1955 schien sich Nichols' Schicksal zu wenden. Jahrelang schon hatte er Alfred Lion, den Gründer und Produzenten von Blue Note Records, um eine Session gebeten. Dieser gab schliesslich nach, obwohl ihm klar war, dass Nichols' Musik wenig Verkaufspotential hatte. Doch als dieser ihm seine Stücke vorspielte, war er begeistert und machte dasselbe wie 1947 schon mit Thelonious Monk: Er wollte möglichst viele von diesen so eigenwilligen Stücken dokumentieren. Vier Sessions fanden im Frühling und Sommer 1955 statt, eine letzte folgte im April 1956. Begleitet wurde Nichols von den Bassisten Al McKibbon und Teddy Kotick sowie den Schlagzeugern Art Blakey und Max Roach. Blue Note brachte zwei 10"- und eine 12"-Platte heraus – Werke voller wundersamer Musik, doch ein Erfolg waren sie nicht, sie generierten nur wenige, ein- oder zweitägige Gigs für Nichols, der alsbald wieder in der Versenkung verschwand. Eine letzte Session folgte im Herbst 1957 für Bethlehem, diesmal waren George Duvivier (b) und Dannie Richmond (d) dabei, es standen mehr Fremdkompositionen und Standards auf dem Programm als bei Blue Note. Insgesamt hat Nichols knapp 40 Originals aufgenommen, zudem ein halbes Dutzend Standards und Stücke anderer Jazzmusiker.

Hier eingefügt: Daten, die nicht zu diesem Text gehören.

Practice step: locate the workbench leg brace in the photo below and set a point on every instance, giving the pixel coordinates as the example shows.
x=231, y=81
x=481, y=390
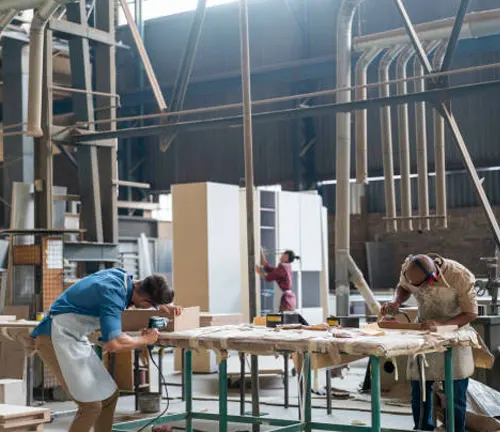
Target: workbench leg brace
x=306, y=424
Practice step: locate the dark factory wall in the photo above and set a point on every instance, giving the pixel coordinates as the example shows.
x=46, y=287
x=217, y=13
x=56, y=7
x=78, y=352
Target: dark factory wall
x=276, y=39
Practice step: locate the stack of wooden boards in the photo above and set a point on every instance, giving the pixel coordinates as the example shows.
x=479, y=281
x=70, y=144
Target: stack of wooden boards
x=206, y=361
x=18, y=418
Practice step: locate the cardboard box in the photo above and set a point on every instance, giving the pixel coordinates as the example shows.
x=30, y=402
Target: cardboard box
x=206, y=361
x=12, y=392
x=138, y=319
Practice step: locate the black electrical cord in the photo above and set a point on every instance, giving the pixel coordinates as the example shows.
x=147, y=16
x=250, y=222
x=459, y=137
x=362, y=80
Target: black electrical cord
x=164, y=384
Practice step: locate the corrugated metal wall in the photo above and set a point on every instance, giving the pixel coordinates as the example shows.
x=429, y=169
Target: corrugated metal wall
x=217, y=155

Für seine Stücke wählte Nichols oft ungewöhnliche Strukturen, die über das übliche Songformat (die üblichstes: vier achttaktige Phrasen nach dem Muster AABA) weit hinausgingen: ungerade Anzahl Takte, drei, vier oder sogar fünf Teile, Schlagzeug-Intermezzi, fanfarenartige Intros, die am Schluss in der Regel wiederholt wurden. Auch Nichols' Changes waren und Tonleitern waren seine eigenen, er schrieb sie zu seinen Melodien und ging auch hier über das im Jazz übliche hinaus. So klingen seine Stücke auch heute noch ungewohnt, aber auch sehr frisch. Wir hören Doppeldeutigkeiten, Dissonanzen, verschattete Harmonien. Unter den funkelnden Linien der rechten Hand krachen die Akkorde, während die Basstöne oft wuchtig gestanzt wirken.

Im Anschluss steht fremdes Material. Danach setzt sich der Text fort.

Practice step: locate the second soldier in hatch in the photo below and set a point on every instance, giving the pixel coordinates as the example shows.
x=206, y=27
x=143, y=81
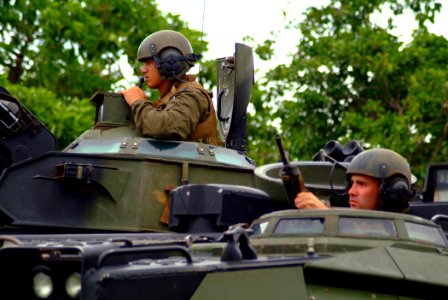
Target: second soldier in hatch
x=185, y=110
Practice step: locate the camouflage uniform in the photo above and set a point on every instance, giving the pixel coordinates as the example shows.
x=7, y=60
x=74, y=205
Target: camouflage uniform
x=185, y=113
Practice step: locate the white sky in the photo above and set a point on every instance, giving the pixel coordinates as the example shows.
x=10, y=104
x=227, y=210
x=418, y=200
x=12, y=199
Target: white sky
x=226, y=22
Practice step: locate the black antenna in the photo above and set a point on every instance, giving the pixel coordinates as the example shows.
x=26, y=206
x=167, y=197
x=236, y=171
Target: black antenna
x=202, y=31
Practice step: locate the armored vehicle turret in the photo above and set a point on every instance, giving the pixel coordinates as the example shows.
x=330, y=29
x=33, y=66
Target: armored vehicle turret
x=116, y=215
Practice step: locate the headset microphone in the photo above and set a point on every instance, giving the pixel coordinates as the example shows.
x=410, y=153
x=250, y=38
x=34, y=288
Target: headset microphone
x=141, y=82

In seinen letzten Jahren versiegten für Nichols selbst die Dixieland-Gigs. Er fand neue Möglichkeiten in der Welt der weissen College Dixieland Amateur-Bands. In diesem Umfeld wurden ein paar Musiker gross, die den weiteren Gang des Jazz mitgeprägt haben, etwa der Bassist Buell Neidlinger (2018 verstorben), der Posaunist Roswell Rudd (2017 verstorben) oder der Bassist Steve Swallow. Rudd und Neidlinger wurde zu engen Vertrauten des eine Generation älteren Pianisten, sie lernten seine Musik spielen, probten mit ihm. Als er am 12. April 1963 an Leukämie starb, hinterliess Nichols Rudd ein Kompendium von 30 Stücken, die er nie aufgenommen hatte. Eine Auswahl von ihnen brachte Rudd in den Neunzigern auf zwei Alben heraus. Neben ihm und Neidlinger bemühten sich auch Steve Lacy oder der Niederländer Misha Mengelberg um die Musik des Aussenseiters.

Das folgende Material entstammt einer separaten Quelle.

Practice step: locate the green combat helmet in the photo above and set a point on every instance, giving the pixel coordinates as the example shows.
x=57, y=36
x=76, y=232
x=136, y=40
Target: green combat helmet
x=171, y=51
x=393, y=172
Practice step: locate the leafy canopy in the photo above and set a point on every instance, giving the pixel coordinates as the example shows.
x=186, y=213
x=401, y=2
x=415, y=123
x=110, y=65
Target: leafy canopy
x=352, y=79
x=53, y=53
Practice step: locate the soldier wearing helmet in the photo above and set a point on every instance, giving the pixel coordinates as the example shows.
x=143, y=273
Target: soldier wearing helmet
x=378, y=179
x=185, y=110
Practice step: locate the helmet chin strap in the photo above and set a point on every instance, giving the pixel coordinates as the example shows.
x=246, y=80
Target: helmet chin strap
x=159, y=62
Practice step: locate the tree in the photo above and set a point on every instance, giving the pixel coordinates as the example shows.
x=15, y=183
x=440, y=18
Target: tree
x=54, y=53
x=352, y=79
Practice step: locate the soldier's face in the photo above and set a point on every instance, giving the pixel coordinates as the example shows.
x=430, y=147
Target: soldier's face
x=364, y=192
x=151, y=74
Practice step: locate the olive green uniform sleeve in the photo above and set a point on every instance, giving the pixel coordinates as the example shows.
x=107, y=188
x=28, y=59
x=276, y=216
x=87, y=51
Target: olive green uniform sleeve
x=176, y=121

Mosaic Records brachte die gesammelten Blue Note-Aufnahmen 1987 gesammelt und wesentlich erweitert neu heraus. Roswell Rudd schrieb die Liner Notes, diverse andere Weggefährten steuerten Erinnerungen bei. Schon ein paar Jahre früher hatten Rudd, Lacy und Mengelberg mehrere Alben mit Stücken von Nichols veröffentlicht. Ebenfalls hatte der Pianist Frank Kimbrough angefangen, sich in Nichols' Musik zu vertiefen. Ende der Neunziger brachte er dann mit dem Herbie Nichols Project drei Alben heraus. Da war längst eine kleine Nichols-Renaissance im Gange. Ein paar Kostproben sind auch im grossen Portrait zu hören, viele weitere dann in Folge #84 meiner Sendereihe, Beyond Recall: Das Herbie Nichols Songbook.